The Daniel Price Memorial Fund for Aspiring Artists was established to give exceptional fine arts graduates of NOCCA an opportunity to pursue higher educational studies in a fine arts discipline. The scholarship will enable future generations of young, talented artists like Daniel Price to follow their artistic passion while obtaining a college degree. All college-bound seniors with a fine arts concentration are invited to apply for the scholarship during their final year at NOCCA. Qualified candidates will exhibit strong interpersonal skills and a desire to pursue a fine arts career, with plans to attend college in the fall following their graduation from NOCCA. Applicants must also demonstrate an ongoing commitment to the New Orleans artistic community.The Fund's scholarship is a one-time grant to be awarded annually to the outstanding NOCCA senior who best meets the above criteria. The amount of the scholarship will be determined on a yearly basis, always equaling the amount of interest earned on the total value of the Daniel Price Memorial Fund for Aspiring Artists.

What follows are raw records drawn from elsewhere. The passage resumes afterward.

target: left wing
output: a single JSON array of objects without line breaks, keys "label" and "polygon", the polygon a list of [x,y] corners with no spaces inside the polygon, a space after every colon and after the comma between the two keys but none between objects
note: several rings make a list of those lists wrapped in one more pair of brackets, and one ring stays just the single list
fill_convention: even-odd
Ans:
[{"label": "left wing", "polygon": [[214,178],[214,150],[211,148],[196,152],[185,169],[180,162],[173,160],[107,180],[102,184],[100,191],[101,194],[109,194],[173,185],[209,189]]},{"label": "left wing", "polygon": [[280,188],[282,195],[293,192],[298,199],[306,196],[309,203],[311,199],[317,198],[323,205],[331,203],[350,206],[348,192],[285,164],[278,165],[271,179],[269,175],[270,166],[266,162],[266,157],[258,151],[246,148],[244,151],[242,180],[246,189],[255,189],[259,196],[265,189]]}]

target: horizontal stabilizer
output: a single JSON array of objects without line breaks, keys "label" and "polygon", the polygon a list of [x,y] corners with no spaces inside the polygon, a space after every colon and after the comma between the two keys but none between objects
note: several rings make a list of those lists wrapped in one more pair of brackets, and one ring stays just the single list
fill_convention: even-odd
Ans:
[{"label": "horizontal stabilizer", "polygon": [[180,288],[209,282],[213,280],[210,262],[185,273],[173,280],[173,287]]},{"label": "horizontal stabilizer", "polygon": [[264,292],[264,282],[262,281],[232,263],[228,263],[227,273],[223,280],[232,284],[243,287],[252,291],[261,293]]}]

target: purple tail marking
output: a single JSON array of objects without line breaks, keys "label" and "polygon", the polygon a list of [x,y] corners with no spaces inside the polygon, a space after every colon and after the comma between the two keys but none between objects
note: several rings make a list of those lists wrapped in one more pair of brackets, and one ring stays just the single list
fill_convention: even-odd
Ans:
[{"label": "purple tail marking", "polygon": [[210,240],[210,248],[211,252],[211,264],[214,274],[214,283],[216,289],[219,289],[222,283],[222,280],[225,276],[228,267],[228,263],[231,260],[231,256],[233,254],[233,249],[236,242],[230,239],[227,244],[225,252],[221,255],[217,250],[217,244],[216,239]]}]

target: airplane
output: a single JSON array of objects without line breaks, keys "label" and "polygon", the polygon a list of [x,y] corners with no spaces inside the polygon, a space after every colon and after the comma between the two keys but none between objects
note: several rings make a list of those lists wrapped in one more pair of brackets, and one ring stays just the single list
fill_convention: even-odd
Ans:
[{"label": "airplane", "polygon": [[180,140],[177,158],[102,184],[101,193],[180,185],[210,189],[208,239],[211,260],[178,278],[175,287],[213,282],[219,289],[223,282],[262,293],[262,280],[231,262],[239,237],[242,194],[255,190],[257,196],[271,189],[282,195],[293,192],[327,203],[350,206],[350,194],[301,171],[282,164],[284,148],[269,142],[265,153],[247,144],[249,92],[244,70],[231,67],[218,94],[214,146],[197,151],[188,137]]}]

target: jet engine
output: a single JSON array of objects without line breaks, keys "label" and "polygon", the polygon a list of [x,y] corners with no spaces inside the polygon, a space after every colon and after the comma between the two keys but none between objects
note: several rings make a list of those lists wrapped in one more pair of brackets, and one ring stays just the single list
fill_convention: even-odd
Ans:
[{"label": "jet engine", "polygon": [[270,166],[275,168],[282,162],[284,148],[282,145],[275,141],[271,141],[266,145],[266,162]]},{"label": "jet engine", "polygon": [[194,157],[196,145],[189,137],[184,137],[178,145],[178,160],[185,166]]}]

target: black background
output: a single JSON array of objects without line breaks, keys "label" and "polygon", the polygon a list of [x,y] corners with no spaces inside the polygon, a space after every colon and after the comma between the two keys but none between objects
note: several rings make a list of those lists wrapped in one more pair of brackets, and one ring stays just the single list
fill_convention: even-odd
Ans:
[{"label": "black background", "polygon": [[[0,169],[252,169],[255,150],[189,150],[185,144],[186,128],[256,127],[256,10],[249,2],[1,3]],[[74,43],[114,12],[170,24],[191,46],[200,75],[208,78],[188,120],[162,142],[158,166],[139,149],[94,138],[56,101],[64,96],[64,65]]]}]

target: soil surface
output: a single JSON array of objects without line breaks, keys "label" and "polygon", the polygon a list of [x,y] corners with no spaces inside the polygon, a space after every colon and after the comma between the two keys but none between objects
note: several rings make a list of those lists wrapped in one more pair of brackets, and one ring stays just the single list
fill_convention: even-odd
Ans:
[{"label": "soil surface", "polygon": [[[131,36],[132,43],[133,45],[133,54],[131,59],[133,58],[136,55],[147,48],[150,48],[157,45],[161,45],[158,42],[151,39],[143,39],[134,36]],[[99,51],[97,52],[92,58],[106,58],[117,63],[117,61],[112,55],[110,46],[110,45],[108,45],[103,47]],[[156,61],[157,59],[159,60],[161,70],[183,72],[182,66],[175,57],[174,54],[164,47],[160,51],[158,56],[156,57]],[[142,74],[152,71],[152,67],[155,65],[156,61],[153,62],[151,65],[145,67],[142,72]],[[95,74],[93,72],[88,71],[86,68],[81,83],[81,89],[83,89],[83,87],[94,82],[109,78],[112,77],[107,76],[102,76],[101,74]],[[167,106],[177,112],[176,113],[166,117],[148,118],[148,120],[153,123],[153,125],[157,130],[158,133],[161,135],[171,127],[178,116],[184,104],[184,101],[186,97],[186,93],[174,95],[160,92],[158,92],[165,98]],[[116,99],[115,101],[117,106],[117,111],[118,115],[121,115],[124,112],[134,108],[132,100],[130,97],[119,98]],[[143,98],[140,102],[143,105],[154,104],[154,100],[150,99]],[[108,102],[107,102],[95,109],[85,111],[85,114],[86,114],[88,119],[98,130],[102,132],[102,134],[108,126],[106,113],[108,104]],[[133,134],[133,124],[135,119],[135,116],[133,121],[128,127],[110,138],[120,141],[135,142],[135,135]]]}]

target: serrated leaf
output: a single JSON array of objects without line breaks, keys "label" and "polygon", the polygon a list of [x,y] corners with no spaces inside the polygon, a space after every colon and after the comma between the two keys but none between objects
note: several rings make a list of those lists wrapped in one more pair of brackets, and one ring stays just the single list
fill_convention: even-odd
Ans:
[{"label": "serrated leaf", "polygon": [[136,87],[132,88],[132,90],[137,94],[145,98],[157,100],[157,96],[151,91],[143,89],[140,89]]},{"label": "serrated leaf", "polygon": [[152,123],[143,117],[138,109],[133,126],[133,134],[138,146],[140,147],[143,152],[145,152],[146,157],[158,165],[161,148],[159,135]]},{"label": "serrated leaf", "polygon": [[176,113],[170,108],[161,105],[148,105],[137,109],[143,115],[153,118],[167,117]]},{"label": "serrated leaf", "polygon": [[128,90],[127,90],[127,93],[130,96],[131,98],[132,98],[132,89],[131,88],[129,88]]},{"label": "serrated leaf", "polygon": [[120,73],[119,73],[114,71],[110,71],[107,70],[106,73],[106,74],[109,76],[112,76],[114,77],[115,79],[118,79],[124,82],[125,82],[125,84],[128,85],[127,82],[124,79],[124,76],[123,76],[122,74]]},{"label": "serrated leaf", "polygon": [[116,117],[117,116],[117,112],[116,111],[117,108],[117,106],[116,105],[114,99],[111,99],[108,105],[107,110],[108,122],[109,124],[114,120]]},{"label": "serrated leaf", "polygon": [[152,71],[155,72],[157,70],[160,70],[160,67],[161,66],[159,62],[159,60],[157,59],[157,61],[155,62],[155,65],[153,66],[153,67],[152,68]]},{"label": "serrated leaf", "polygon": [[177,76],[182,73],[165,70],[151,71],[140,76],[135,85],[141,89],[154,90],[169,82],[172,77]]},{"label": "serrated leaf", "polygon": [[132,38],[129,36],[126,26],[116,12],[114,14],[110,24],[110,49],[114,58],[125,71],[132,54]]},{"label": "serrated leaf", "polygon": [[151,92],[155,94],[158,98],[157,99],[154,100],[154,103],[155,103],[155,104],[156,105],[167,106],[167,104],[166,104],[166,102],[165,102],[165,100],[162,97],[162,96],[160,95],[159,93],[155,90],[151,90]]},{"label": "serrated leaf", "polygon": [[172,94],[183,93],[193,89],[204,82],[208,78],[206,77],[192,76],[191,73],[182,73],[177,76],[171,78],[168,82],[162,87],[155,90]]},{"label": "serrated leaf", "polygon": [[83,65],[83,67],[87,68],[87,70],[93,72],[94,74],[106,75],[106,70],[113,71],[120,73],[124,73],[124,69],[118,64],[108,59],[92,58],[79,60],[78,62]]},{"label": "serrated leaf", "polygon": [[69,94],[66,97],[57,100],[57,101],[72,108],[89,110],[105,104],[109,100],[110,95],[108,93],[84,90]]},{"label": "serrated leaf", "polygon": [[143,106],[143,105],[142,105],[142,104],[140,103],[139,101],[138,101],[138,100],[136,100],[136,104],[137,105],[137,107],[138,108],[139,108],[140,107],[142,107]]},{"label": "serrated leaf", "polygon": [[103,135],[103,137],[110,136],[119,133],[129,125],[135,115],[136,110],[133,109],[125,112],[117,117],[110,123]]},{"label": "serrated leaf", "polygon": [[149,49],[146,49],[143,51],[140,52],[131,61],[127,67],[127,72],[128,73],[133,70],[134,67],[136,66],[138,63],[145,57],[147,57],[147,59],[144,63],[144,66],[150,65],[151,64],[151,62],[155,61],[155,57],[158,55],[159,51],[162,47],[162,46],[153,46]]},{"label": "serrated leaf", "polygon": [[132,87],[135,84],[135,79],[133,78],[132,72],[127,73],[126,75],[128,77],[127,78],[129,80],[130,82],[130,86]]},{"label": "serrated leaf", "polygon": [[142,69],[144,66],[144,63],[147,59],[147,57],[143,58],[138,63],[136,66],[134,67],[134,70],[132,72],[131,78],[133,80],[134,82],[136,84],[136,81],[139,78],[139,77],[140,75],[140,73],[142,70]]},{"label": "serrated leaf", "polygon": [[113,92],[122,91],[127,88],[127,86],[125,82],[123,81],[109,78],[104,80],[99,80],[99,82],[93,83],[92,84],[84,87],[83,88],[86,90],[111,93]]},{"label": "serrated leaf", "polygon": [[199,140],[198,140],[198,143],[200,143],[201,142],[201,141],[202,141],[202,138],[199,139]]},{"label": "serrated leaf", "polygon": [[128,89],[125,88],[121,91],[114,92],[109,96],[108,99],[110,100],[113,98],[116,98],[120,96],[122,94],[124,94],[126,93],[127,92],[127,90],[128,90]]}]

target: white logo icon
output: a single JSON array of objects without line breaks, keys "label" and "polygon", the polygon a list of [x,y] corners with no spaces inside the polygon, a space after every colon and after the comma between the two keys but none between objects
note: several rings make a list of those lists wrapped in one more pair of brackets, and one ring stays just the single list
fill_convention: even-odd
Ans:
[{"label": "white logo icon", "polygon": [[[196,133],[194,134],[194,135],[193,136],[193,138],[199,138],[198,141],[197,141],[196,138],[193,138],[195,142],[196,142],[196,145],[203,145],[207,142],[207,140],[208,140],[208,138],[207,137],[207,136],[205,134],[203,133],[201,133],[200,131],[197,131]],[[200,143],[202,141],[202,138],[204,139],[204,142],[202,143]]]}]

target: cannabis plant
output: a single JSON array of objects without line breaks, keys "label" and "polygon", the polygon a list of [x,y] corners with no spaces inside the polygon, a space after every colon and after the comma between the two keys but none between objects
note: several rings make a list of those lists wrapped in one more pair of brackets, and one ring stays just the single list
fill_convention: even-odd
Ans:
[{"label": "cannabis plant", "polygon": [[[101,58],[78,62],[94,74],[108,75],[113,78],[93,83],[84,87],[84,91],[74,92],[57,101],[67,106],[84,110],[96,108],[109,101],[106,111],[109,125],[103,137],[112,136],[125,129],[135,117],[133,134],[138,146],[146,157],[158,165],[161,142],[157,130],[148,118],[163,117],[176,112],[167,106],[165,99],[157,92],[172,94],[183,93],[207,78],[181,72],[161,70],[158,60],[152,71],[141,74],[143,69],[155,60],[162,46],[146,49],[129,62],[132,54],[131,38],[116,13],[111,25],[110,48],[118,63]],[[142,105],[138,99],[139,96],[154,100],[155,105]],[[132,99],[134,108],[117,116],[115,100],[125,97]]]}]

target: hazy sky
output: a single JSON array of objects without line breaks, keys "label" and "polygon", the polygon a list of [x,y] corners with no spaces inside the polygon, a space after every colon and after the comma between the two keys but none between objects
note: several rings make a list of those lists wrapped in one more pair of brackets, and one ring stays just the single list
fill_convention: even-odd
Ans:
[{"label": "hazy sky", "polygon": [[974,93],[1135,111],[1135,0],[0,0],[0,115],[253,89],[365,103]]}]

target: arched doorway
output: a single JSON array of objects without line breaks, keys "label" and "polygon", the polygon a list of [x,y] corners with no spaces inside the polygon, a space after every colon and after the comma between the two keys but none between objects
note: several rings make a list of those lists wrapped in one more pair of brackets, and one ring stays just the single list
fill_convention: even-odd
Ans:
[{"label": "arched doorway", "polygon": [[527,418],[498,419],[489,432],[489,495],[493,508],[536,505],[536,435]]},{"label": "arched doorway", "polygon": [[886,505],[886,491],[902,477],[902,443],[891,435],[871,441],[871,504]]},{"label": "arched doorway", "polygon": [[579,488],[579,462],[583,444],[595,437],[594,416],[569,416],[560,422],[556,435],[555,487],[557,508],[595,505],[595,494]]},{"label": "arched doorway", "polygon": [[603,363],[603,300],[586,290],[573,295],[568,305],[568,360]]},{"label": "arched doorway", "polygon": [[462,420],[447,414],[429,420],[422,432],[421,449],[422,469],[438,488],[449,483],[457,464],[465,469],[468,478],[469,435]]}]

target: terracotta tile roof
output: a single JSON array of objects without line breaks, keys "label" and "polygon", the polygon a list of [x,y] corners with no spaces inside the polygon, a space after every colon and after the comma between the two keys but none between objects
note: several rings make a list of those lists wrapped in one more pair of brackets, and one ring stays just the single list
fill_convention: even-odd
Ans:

=== Home for the Holidays ===
Home for the Holidays is a benefit concert that was organized by NOCCA and the Price Family in order to further fundraise for the Daniel Price Memorial Fund. In 2012, the ninth concert was held, bringing in some of New Orleans’ best talent to pay their respects to Price and to support the memorial fund. House of Blues New Orleans holds the well-attended and successful annual event.

"The event, which has become a spectacular night combining art, music and philanthropy, honors Price’s memory and raises funds for the students who will carry on his spirit through their own artistic endeavors," according to New Orleans' St. Charles Avenue magazine.